Le sconfinate possibilità aperte dalla bioetica ci fanno pensare di essere di fronte a un problema nuovo. Ma manipolazioni del corpo umano per ottenerne modificazioni dell’”anima” sono sempre avvenute: naturalmente con le “tecniche” di cui si disponeva. Le tribù che mangiano il cervello dei loro nemici vogliono ottenere una modifica permanente della propria individualità personale; le torture e i roghi non erano solo punizioni, miravano a cambiare l’anima; la lobotomia e la castrazione chimica sono manipolazioni dell’essere umano. Ma nessuno si sogna di condannare quelle pratiche in base ai nostri attuali criteri morali: li giudichiamo come fatti culturali, di cui è fatta la storia dell’umanità. “Il concetto stesso di vita è impossibile da comprendere fuori di schemi culturali” dice Amato citando Sebastiano Maffettone.

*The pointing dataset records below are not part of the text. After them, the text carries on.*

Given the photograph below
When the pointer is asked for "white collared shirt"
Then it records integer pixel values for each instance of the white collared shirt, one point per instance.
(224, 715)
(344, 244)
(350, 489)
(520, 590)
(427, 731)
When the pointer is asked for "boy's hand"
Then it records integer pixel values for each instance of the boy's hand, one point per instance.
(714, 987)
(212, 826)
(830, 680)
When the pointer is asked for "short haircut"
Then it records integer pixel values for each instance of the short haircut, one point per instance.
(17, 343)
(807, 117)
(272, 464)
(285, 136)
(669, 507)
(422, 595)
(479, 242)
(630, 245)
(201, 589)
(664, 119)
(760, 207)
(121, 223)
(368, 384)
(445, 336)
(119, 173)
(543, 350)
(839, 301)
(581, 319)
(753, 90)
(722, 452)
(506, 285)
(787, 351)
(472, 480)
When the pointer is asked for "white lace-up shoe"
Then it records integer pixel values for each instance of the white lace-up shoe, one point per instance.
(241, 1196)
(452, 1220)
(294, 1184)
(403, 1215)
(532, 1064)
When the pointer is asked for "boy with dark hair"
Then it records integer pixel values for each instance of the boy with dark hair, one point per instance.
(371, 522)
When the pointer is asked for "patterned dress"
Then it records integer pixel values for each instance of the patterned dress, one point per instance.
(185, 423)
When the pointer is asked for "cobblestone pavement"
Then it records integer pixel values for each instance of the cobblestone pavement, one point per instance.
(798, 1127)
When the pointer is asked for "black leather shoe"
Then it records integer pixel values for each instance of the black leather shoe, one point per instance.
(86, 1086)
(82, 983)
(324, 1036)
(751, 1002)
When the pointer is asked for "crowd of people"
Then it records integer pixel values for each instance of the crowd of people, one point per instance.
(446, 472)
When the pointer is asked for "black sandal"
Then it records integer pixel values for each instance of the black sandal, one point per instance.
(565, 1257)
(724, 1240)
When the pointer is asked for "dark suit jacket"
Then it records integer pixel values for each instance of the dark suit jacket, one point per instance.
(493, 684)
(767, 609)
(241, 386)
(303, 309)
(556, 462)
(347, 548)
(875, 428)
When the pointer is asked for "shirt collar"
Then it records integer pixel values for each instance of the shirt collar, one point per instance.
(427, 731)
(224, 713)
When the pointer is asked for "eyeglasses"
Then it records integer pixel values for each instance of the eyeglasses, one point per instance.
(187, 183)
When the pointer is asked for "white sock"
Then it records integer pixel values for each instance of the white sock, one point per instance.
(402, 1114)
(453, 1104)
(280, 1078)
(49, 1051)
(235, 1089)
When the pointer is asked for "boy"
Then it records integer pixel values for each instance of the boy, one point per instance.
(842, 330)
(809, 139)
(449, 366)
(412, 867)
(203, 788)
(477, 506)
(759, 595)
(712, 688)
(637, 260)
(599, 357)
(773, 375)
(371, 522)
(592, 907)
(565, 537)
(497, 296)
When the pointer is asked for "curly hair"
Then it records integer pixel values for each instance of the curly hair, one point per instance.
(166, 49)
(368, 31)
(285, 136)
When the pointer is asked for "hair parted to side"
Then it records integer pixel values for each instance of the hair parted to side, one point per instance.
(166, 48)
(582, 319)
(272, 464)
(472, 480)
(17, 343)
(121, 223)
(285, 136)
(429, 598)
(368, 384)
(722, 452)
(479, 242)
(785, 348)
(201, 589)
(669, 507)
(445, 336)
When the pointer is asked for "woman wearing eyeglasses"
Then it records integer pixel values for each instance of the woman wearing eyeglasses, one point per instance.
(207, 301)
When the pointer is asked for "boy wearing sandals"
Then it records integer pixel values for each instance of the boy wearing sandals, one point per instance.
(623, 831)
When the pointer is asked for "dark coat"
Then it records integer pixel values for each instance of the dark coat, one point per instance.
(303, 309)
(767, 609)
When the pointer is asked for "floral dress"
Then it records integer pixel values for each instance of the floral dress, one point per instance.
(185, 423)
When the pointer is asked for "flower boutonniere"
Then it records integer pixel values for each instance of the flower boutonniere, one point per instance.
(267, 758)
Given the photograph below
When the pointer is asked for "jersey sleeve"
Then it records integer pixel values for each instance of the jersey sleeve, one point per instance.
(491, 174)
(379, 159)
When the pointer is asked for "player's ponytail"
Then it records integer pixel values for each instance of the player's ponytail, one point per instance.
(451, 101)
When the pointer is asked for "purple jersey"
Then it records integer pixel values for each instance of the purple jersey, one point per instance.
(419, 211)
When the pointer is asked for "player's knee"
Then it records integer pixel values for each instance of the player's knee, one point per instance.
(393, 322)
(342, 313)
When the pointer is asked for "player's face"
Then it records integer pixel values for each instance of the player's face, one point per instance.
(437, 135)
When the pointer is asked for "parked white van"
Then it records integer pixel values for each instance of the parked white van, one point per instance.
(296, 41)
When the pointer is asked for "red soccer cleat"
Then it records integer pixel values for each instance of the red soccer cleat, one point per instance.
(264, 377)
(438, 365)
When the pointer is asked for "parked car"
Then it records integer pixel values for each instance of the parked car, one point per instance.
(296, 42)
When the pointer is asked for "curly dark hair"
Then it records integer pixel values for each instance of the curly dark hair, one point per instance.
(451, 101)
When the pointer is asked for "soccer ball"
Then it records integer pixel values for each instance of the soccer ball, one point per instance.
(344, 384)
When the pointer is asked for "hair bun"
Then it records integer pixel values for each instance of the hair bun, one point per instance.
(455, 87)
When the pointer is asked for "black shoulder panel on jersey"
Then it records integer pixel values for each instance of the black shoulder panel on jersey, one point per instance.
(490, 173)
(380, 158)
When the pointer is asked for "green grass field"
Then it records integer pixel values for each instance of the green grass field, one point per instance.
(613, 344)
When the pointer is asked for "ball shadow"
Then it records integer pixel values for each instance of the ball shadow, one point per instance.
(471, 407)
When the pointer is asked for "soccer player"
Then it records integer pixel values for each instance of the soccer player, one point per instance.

Amato invoca il principio di precauzione: ma chi decide in merito? Gli scienziati nei loro “sconfinati confini “ di libertà? Oppure uscendone e gettando lo sguardo aldilà e immaginando tutte le possibili conseguenze dei loro atti? Il principio di precauzione se è assoluto, paralizza; se no, è una blanda raccomandazione alla prudenza.
Ma allora è proprio la pretesa di salvare la libertà della scienza limitandone il campo di applicazione che è destinata a restare insoddisfatta. Basta guardare un po’ indietro o un po’ accanto per rendersi conto che ciò che, in questo momento, in questa parte del mondo, consideriamo lecito o non lecito è un fatto culturale, soggetto all’evoluzione. Lo è la scienza, lo è la stessa libertà concessa alla scienza, dalla società degli scienziati e dalla società in generale. Lo scienziato non è un uomo diverso. Ha, come tutti, la responsabilità dei propri atti, di quelli compiuti e di quelli che avrebbe potuto compiere e che ha omesso: ha la responsabilità della propria libertà.

“Se io non impongo assoluti, tu non imporre assoluti”. Per Amato il dialogo “ possibile e auspicabile” parte da questa frase del cardinale Scola. Mi permetto di dubitarne: non si tratta di rinunciare a “mettere i campo” gli assoluti, si tratta di riconoscere che non esistono.